State Codes and Statutes

State Codes and Statutes

Statutes > Connecticut > Title38a > Chap700c > Sec38a-478

      Sec. 38a-478. Definitions. As used in sections 38a-478 to 38a-478o, inclusive, and subsection (a) of section 38a-478s:

      (1) "Commissioner" means the Insurance Commissioner.

      (2) "Managed care organization" means an insurer, health care center, hospital or medical service corporation or other organization delivering, issuing for delivery, renewing or amending any individual or group health managed care plan in this state.

      (3) "Managed care plan" means a product offered by a managed care organization that provides for the financing or delivery of health care services to persons enrolled in the plan through: (A) Arrangements with selected providers to furnish health care services; (B) explicit standards for the selection of participating providers; (C) financial incentives for enrollees to use the participating providers and procedures provided for by the plan; or (D) arrangements that share risks with providers, provided the organization offering a plan described under subparagraph (A), (B), (C) or (D) of this subdivision is licensed by the Insurance Department pursuant to chapter 698, 698a or 700 and that the plan includes utilization review pursuant to sections 38a-226 to 38a-226d, inclusive.

      (4) "Provider" means a person licensed to provide health care services under chapters 370 to 373, inclusive, 375 to 383c, inclusive, 384a to 384c, inclusive, or chapter 400j.

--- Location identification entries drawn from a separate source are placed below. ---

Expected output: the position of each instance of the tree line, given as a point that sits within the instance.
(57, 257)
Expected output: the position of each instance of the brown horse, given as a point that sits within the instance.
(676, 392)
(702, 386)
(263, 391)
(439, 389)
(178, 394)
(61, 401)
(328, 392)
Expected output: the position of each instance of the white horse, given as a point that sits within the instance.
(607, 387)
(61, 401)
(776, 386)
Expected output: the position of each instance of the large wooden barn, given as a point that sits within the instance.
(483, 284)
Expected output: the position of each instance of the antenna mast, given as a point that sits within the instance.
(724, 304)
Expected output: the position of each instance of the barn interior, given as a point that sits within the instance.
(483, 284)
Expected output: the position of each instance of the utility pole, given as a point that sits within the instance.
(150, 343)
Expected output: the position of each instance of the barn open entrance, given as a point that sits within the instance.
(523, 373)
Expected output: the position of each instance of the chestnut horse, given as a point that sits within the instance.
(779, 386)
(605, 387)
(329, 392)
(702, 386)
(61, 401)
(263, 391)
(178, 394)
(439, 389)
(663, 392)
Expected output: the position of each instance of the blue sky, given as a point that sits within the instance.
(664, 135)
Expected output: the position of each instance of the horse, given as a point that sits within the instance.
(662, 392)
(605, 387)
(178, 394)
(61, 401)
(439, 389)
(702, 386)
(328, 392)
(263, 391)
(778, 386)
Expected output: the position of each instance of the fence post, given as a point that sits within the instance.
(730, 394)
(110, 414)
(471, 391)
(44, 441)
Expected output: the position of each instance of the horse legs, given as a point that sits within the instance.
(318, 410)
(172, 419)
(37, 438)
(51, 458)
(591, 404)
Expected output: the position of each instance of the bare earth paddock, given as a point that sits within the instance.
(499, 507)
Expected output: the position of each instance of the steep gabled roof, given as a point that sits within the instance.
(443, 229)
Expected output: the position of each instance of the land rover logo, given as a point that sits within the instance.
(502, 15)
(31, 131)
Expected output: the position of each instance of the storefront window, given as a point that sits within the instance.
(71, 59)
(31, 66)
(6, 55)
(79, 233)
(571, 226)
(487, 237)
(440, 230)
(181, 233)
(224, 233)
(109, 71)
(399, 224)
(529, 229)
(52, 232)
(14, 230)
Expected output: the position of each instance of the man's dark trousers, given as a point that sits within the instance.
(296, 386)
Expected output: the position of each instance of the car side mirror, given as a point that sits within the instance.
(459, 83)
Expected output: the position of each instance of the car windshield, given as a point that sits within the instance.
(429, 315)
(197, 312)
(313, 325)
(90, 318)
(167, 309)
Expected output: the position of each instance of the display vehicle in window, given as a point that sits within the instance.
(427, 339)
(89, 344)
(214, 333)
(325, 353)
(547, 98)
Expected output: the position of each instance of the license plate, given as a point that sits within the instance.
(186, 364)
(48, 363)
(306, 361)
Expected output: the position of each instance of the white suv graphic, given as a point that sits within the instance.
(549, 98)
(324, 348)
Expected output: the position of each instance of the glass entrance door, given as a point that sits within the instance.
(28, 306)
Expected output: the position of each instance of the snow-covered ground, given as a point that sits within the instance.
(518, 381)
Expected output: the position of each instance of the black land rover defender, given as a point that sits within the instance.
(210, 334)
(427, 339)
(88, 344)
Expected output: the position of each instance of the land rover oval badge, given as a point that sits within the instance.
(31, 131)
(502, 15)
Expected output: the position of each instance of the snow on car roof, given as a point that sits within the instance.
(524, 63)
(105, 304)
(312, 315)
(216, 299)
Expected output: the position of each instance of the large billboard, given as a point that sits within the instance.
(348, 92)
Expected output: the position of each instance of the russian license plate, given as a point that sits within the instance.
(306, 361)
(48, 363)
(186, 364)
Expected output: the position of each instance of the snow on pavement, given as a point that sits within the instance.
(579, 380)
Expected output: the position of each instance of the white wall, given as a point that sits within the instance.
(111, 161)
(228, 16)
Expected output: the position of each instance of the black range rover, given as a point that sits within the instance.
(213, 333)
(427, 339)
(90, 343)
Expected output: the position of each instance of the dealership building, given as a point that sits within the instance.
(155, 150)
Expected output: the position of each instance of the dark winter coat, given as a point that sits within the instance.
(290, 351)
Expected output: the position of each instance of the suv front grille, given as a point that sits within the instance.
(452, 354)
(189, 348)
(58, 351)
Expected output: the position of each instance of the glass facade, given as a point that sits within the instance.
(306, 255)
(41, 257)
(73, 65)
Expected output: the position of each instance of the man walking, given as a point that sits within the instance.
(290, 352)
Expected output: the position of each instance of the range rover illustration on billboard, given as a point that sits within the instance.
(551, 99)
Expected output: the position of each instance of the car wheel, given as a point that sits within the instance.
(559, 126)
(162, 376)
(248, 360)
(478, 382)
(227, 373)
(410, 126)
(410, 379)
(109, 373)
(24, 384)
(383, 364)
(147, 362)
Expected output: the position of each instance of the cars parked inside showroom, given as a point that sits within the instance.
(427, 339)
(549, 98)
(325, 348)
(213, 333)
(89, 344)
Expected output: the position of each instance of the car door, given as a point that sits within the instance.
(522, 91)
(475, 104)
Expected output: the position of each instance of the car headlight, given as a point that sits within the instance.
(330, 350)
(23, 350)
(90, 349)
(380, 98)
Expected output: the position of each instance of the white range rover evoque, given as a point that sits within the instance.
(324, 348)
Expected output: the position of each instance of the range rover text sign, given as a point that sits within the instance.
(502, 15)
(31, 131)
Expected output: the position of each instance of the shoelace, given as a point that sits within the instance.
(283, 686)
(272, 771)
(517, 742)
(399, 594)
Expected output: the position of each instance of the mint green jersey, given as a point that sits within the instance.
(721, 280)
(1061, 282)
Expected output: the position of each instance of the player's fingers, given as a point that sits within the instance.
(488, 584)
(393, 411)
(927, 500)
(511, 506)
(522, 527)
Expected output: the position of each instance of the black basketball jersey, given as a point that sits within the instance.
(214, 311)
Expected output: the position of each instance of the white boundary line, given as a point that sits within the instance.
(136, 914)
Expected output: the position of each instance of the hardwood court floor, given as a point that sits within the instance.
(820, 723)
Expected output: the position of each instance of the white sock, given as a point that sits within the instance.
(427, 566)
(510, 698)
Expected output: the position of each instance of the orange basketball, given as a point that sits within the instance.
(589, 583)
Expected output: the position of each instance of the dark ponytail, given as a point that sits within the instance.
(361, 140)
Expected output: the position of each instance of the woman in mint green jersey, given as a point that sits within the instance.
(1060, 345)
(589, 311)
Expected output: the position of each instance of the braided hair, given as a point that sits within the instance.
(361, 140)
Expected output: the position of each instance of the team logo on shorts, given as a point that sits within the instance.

      (5) Except as provided in sections 38a-478m and 38a-478n, "enrollee" means a person who has contracted for or who participates in a managed care plan for himself or his eligible dependents.

      (6) "Preferred provider network" means a preferred provider network, as defined in section 38a-479aa.

      (7) "Utilization review" means utilization review, as defined in section 38a-226.

      (8) "Utilization review company" means a utilization review company, as defined in section 38a-226.

      (P.A. 97-99, S. 1; P.A. 03-169, S. 10; P.A. 04-125, S. 2; P.A. 05-94, S. 5.)

      History: P.A. 03-169 added Subdivs. (6) to (8), defining "preferred provider network", "utilization review" and "utilization review company"; P.A. 04-125 redefined "provider" in Subdiv. (4) to reference "chapter 383c"; P.A. 05-94 redefined "enrollee" in Subdiv. (5) to add "Except as provided in sections 38a-478m and 38a-478n", effective July 1, 2005.